Que n’a-t-on vu en effet ? Un personnel médiatique mettant en équivalence victimaire neuf membres du jihad islamique exécutés à Jenine par l’armée israélienne armes en mains avec sept juifs désarmés assassinés devant la synagogue où ils allaient prier .
Même équivalence révoltante quand le journal Le Monde présente avec euphémisme le jihad islamique – organisation classée terroriste par tous les pays démocratiques – comme une «formation militaire». À noter la répugnance journalistique à user du vocable terroriste dès qu’il s’agit de l’accoler au mot palestinien.
Il semble en effet acquis au débat médiatique que ce serait le refus israélien d’un état pour les Arabes de Palestine qui expliquerait leur rage désespérée. Gilles-William Goldnadel
Quant aux juifs assassinés, le même journal leur affuble le vocable peu enviable de «colons». Bien que l’attentat ait eu lieu à Jérusalem – Est, au statut controversé depuis toujours, il est choquant de considérer comme des «colons», ces juifs qui ont fait l’objet d’une épuration ethnique en 1948, dans cette vieille cité de David, où ils incarnaient la religion majoritaire.
Bien sûr, nombre d’observateurs se prétendant objectifs expliquent que l’actuel gouvernement israélien – qui n’a jamais été aussi à droite – est composé en partie d’extrémistes et de religieux de stricte orthodoxie. Et ils n’ont, hélas, pas tort. Je mentirais en disant que la récente composition de celui-ci – conséquence d’un système électoral à la proportionnelle intégrale démentiel – me plonge dans un abîme de béatitude. Il abîme en tout état de cause l’image d’un pays à qui déjà rien n’est pardonné et offre en cela un merveilleux cadeau à ses adversaires.
Mais ces observateurs critiques au regard acéré seraient autrement plus crédibles s’ils ne regardaient la partie adverse avec des lunettes opaques.
Tandis qu’ils usent du vocable «suprémaciste» pour qualifier certains ministres israéliens, ils n’ont jamais évoqué le fait que le chef de l’Autorité palestinienne Mahmoud Abbas était l’auteur d’une thèse négationniste sur la Shoah qui présentait les juifs comme complices d’Hitler et collectionnait depuis les déclarations antisémites.
Quant au Hamas, judéophobe jusque dans sa charte, il n’est – bien que lui aussi classé officiellement terroriste – jamais qualifié comme tel , lesdits observateurs décidément très économes du mot en cette circonstance, préférant le qualifier plus sobrement de «mouvement islamiste». Ce vocabulaire indulgent n’a rien d’innocent.

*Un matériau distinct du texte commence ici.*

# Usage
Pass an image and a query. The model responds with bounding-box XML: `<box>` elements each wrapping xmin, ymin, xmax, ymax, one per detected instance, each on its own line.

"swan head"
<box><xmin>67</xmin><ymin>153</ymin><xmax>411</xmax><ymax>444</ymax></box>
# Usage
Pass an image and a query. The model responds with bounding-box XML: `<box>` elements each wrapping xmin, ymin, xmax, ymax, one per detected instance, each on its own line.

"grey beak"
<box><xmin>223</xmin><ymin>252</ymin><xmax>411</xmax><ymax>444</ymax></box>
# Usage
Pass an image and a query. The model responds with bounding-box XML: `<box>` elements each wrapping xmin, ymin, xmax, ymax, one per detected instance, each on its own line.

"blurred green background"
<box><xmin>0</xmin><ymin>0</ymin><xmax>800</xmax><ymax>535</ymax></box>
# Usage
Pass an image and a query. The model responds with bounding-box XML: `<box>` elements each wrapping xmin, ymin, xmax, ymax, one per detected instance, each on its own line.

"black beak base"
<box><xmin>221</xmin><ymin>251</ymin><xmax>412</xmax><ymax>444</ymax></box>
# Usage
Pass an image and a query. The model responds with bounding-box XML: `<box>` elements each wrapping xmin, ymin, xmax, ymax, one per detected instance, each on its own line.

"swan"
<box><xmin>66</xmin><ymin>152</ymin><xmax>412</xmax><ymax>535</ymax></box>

Reste le cœur du conflit. Il expliquerait, sinon justifierait, le recours à ce terrorisme considéré finalement comme inévitable alors qu’il fait partie intégrante de la culture historique du radicalisme islamo-palestinien exalté qui se transmet de parents à enfants.

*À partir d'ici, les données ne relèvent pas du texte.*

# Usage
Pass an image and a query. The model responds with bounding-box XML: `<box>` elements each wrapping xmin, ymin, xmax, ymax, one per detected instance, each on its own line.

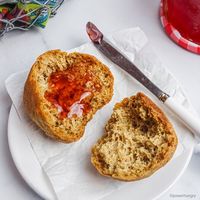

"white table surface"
<box><xmin>0</xmin><ymin>0</ymin><xmax>200</xmax><ymax>200</ymax></box>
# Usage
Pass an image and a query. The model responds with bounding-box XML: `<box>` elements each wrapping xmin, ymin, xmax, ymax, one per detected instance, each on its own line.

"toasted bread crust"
<box><xmin>23</xmin><ymin>50</ymin><xmax>114</xmax><ymax>143</ymax></box>
<box><xmin>91</xmin><ymin>93</ymin><xmax>178</xmax><ymax>181</ymax></box>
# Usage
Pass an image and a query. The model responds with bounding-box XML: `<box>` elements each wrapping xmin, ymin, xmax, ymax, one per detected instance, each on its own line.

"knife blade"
<box><xmin>86</xmin><ymin>22</ymin><xmax>200</xmax><ymax>139</ymax></box>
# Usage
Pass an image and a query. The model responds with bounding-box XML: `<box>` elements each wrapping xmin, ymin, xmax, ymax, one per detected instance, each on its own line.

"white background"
<box><xmin>0</xmin><ymin>0</ymin><xmax>200</xmax><ymax>200</ymax></box>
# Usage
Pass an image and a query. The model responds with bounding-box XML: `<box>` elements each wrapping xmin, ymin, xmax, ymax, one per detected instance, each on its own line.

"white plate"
<box><xmin>8</xmin><ymin>106</ymin><xmax>195</xmax><ymax>200</ymax></box>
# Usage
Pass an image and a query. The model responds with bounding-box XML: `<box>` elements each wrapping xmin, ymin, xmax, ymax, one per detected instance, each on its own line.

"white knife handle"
<box><xmin>164</xmin><ymin>97</ymin><xmax>200</xmax><ymax>139</ymax></box>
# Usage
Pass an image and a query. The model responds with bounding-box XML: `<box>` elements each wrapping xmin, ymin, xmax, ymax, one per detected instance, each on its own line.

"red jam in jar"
<box><xmin>44</xmin><ymin>66</ymin><xmax>99</xmax><ymax>119</ymax></box>
<box><xmin>163</xmin><ymin>0</ymin><xmax>200</xmax><ymax>45</ymax></box>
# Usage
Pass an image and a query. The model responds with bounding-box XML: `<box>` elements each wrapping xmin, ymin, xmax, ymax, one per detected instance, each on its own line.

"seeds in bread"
<box><xmin>91</xmin><ymin>93</ymin><xmax>177</xmax><ymax>181</ymax></box>
<box><xmin>23</xmin><ymin>50</ymin><xmax>114</xmax><ymax>143</ymax></box>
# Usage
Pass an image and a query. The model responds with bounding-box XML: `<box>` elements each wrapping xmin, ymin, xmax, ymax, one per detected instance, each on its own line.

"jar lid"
<box><xmin>160</xmin><ymin>0</ymin><xmax>200</xmax><ymax>54</ymax></box>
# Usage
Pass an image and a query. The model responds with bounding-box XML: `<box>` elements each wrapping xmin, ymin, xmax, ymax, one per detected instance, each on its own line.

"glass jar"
<box><xmin>163</xmin><ymin>0</ymin><xmax>200</xmax><ymax>45</ymax></box>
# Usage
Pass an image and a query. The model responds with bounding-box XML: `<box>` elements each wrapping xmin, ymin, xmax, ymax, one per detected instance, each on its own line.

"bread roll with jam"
<box><xmin>23</xmin><ymin>50</ymin><xmax>114</xmax><ymax>143</ymax></box>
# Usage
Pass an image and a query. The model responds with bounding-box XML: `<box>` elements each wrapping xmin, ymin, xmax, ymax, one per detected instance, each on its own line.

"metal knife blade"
<box><xmin>86</xmin><ymin>22</ymin><xmax>169</xmax><ymax>102</ymax></box>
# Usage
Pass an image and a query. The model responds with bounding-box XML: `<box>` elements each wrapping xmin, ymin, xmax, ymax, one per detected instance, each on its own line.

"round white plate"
<box><xmin>8</xmin><ymin>106</ymin><xmax>195</xmax><ymax>200</ymax></box>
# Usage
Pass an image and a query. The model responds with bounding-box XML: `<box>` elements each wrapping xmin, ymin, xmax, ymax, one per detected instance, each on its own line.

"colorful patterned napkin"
<box><xmin>0</xmin><ymin>0</ymin><xmax>64</xmax><ymax>36</ymax></box>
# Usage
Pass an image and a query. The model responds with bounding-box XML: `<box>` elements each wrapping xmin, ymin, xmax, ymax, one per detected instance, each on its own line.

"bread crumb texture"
<box><xmin>23</xmin><ymin>50</ymin><xmax>114</xmax><ymax>143</ymax></box>
<box><xmin>91</xmin><ymin>93</ymin><xmax>177</xmax><ymax>181</ymax></box>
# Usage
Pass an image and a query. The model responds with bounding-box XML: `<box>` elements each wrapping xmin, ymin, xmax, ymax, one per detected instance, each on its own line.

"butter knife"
<box><xmin>86</xmin><ymin>22</ymin><xmax>200</xmax><ymax>139</ymax></box>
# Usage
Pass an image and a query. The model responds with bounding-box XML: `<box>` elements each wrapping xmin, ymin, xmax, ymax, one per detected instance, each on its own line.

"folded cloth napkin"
<box><xmin>6</xmin><ymin>28</ymin><xmax>198</xmax><ymax>200</ymax></box>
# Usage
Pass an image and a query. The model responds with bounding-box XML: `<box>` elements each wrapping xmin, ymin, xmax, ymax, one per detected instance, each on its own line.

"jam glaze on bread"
<box><xmin>23</xmin><ymin>50</ymin><xmax>114</xmax><ymax>143</ymax></box>
<box><xmin>91</xmin><ymin>93</ymin><xmax>177</xmax><ymax>181</ymax></box>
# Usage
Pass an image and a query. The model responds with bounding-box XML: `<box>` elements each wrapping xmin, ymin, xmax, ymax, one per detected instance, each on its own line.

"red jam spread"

Il semble en effet acquis au débat médiatique que ce serait le refus israélien d’un état pour les Arabes de Palestine qui expliquerait leur rage désespérée.

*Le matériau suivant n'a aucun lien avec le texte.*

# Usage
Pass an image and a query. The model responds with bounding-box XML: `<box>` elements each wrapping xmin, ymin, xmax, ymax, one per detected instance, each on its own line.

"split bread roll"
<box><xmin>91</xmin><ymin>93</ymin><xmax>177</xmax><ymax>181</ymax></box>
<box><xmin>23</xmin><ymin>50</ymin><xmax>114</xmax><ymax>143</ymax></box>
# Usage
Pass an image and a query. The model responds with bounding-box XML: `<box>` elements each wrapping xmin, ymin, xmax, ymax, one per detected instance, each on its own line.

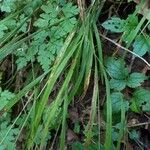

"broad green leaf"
<box><xmin>133</xmin><ymin>35</ymin><xmax>150</xmax><ymax>56</ymax></box>
<box><xmin>72</xmin><ymin>142</ymin><xmax>84</xmax><ymax>150</ymax></box>
<box><xmin>129</xmin><ymin>130</ymin><xmax>139</xmax><ymax>140</ymax></box>
<box><xmin>110</xmin><ymin>79</ymin><xmax>126</xmax><ymax>91</ymax></box>
<box><xmin>111</xmin><ymin>92</ymin><xmax>129</xmax><ymax>113</ymax></box>
<box><xmin>0</xmin><ymin>24</ymin><xmax>8</xmax><ymax>39</ymax></box>
<box><xmin>142</xmin><ymin>100</ymin><xmax>150</xmax><ymax>112</ymax></box>
<box><xmin>127</xmin><ymin>72</ymin><xmax>147</xmax><ymax>88</ymax></box>
<box><xmin>130</xmin><ymin>89</ymin><xmax>150</xmax><ymax>112</ymax></box>
<box><xmin>106</xmin><ymin>57</ymin><xmax>128</xmax><ymax>80</ymax></box>
<box><xmin>0</xmin><ymin>88</ymin><xmax>15</xmax><ymax>110</ymax></box>
<box><xmin>102</xmin><ymin>17</ymin><xmax>126</xmax><ymax>33</ymax></box>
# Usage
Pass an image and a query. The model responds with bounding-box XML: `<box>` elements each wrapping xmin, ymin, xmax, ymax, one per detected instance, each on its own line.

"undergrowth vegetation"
<box><xmin>0</xmin><ymin>0</ymin><xmax>150</xmax><ymax>150</ymax></box>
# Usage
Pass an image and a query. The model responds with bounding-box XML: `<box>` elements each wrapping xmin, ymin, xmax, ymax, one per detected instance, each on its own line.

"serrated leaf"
<box><xmin>0</xmin><ymin>88</ymin><xmax>15</xmax><ymax>110</ymax></box>
<box><xmin>142</xmin><ymin>100</ymin><xmax>150</xmax><ymax>112</ymax></box>
<box><xmin>102</xmin><ymin>17</ymin><xmax>126</xmax><ymax>33</ymax></box>
<box><xmin>62</xmin><ymin>3</ymin><xmax>79</xmax><ymax>18</ymax></box>
<box><xmin>106</xmin><ymin>57</ymin><xmax>128</xmax><ymax>80</ymax></box>
<box><xmin>110</xmin><ymin>79</ymin><xmax>126</xmax><ymax>91</ymax></box>
<box><xmin>16</xmin><ymin>57</ymin><xmax>28</xmax><ymax>70</ymax></box>
<box><xmin>133</xmin><ymin>35</ymin><xmax>150</xmax><ymax>56</ymax></box>
<box><xmin>127</xmin><ymin>72</ymin><xmax>146</xmax><ymax>88</ymax></box>
<box><xmin>111</xmin><ymin>92</ymin><xmax>129</xmax><ymax>113</ymax></box>
<box><xmin>0</xmin><ymin>24</ymin><xmax>8</xmax><ymax>39</ymax></box>
<box><xmin>129</xmin><ymin>130</ymin><xmax>139</xmax><ymax>140</ymax></box>
<box><xmin>130</xmin><ymin>89</ymin><xmax>150</xmax><ymax>112</ymax></box>
<box><xmin>0</xmin><ymin>0</ymin><xmax>16</xmax><ymax>13</ymax></box>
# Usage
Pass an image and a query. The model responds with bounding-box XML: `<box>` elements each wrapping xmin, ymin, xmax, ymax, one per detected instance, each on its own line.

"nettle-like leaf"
<box><xmin>109</xmin><ymin>79</ymin><xmax>126</xmax><ymax>91</ymax></box>
<box><xmin>17</xmin><ymin>2</ymin><xmax>79</xmax><ymax>71</ymax></box>
<box><xmin>0</xmin><ymin>24</ymin><xmax>8</xmax><ymax>39</ymax></box>
<box><xmin>102</xmin><ymin>15</ymin><xmax>138</xmax><ymax>42</ymax></box>
<box><xmin>127</xmin><ymin>72</ymin><xmax>147</xmax><ymax>88</ymax></box>
<box><xmin>102</xmin><ymin>17</ymin><xmax>126</xmax><ymax>33</ymax></box>
<box><xmin>133</xmin><ymin>35</ymin><xmax>150</xmax><ymax>56</ymax></box>
<box><xmin>106</xmin><ymin>57</ymin><xmax>147</xmax><ymax>91</ymax></box>
<box><xmin>111</xmin><ymin>92</ymin><xmax>129</xmax><ymax>113</ymax></box>
<box><xmin>0</xmin><ymin>88</ymin><xmax>15</xmax><ymax>110</ymax></box>
<box><xmin>130</xmin><ymin>89</ymin><xmax>150</xmax><ymax>113</ymax></box>
<box><xmin>0</xmin><ymin>121</ymin><xmax>19</xmax><ymax>150</ymax></box>
<box><xmin>0</xmin><ymin>0</ymin><xmax>16</xmax><ymax>13</ymax></box>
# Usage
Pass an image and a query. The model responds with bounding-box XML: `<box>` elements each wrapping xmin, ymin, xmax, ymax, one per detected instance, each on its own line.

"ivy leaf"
<box><xmin>106</xmin><ymin>57</ymin><xmax>129</xmax><ymax>80</ymax></box>
<box><xmin>133</xmin><ymin>35</ymin><xmax>150</xmax><ymax>56</ymax></box>
<box><xmin>102</xmin><ymin>17</ymin><xmax>126</xmax><ymax>33</ymax></box>
<box><xmin>127</xmin><ymin>72</ymin><xmax>147</xmax><ymax>88</ymax></box>
<box><xmin>111</xmin><ymin>92</ymin><xmax>129</xmax><ymax>113</ymax></box>
<box><xmin>110</xmin><ymin>79</ymin><xmax>126</xmax><ymax>91</ymax></box>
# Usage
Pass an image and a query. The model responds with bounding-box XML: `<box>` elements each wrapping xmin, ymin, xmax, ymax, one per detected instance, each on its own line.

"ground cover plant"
<box><xmin>0</xmin><ymin>0</ymin><xmax>150</xmax><ymax>150</ymax></box>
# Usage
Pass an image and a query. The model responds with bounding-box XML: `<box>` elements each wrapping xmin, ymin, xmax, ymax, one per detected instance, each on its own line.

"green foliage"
<box><xmin>133</xmin><ymin>35</ymin><xmax>150</xmax><ymax>56</ymax></box>
<box><xmin>0</xmin><ymin>121</ymin><xmax>19</xmax><ymax>150</ymax></box>
<box><xmin>111</xmin><ymin>92</ymin><xmax>129</xmax><ymax>113</ymax></box>
<box><xmin>130</xmin><ymin>88</ymin><xmax>150</xmax><ymax>113</ymax></box>
<box><xmin>106</xmin><ymin>57</ymin><xmax>147</xmax><ymax>91</ymax></box>
<box><xmin>0</xmin><ymin>0</ymin><xmax>16</xmax><ymax>13</ymax></box>
<box><xmin>129</xmin><ymin>130</ymin><xmax>139</xmax><ymax>140</ymax></box>
<box><xmin>15</xmin><ymin>2</ymin><xmax>78</xmax><ymax>71</ymax></box>
<box><xmin>102</xmin><ymin>17</ymin><xmax>126</xmax><ymax>33</ymax></box>
<box><xmin>0</xmin><ymin>88</ymin><xmax>15</xmax><ymax>110</ymax></box>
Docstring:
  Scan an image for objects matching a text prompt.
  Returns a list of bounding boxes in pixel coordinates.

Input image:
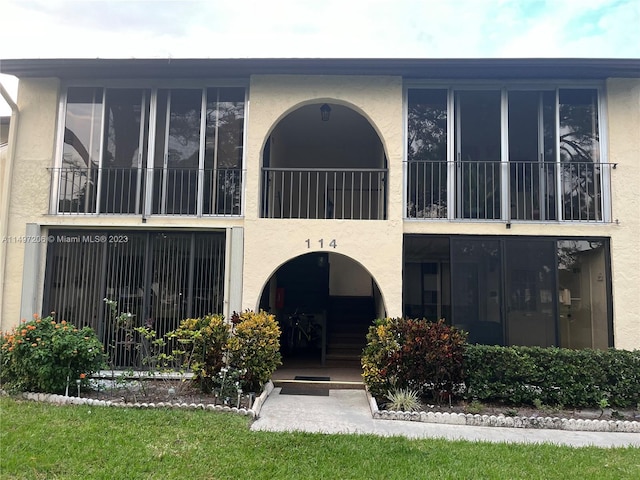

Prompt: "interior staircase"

[325,297,375,366]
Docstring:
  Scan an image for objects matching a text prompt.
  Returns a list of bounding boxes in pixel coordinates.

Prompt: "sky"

[0,0,640,115]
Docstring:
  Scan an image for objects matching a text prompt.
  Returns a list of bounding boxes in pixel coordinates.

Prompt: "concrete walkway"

[251,387,640,447]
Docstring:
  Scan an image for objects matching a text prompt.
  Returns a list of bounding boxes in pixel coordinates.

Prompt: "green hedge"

[463,345,640,408]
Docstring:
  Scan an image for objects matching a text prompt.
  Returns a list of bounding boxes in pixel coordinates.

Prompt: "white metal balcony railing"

[261,168,387,220]
[51,167,243,216]
[407,161,616,222]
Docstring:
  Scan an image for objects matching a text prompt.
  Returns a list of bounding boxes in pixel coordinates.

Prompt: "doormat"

[280,385,329,397]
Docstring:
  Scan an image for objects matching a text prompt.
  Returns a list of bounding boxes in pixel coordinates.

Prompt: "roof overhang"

[0,58,640,80]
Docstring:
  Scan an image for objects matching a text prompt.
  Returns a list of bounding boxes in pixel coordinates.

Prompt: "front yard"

[0,397,640,480]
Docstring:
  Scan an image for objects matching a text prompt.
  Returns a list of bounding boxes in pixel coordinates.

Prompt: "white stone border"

[16,380,273,420]
[366,390,640,433]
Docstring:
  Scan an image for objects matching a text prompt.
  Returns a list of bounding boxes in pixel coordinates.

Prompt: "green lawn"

[0,397,640,480]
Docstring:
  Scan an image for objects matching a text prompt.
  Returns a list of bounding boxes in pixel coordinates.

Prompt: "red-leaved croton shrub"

[362,318,466,401]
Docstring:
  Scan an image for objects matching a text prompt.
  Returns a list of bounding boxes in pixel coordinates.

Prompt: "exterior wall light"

[320,103,331,122]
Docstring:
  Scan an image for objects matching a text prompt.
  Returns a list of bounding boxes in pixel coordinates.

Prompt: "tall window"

Or il s’agit d’un mensonge patenté. J’affirme bien au contraire qu’il existerait depuis vingt ans un État pour ces Arabes palestiniens qui n’ont cessé de gâcher l’excellent dossier qu’ils sont en droit de faire valoir, si l’appareil politique qui les représente avait accepté les propositions de Rabin et Pères, refusées par Arafat après qu’une pré-structure étatique leur a été accordée. Bill Clinton en a attesté. Depuis, Barak et Olmert ont renouvelé des propositions toujours rejetées par un nationalisme palestinien irrédentiste , divisé , travaillé par le terrorisme islamiste et finalement n’ayant jamais renoncé à voir un jour prochain ou lointain une Palestine arabe et musulmane de la mer jusqu’au Jourdain.
Il fut un temps où 90% des Israéliens étaient favorables à un compromis territorial douloureux mais conditionné à une paix définitive. Nous n’en sommes hélas plus là. Et la médiocrité du personnel politique israélien comme le développement des implantations n’arrangent rien.
Ils n’en demeurent pas moins que ce sens critique à sens inique constitue non seulement une nouvelle et très périlleuse injustice commise contre le peuple juif mais encore un encouragement à ses farouches ennemis.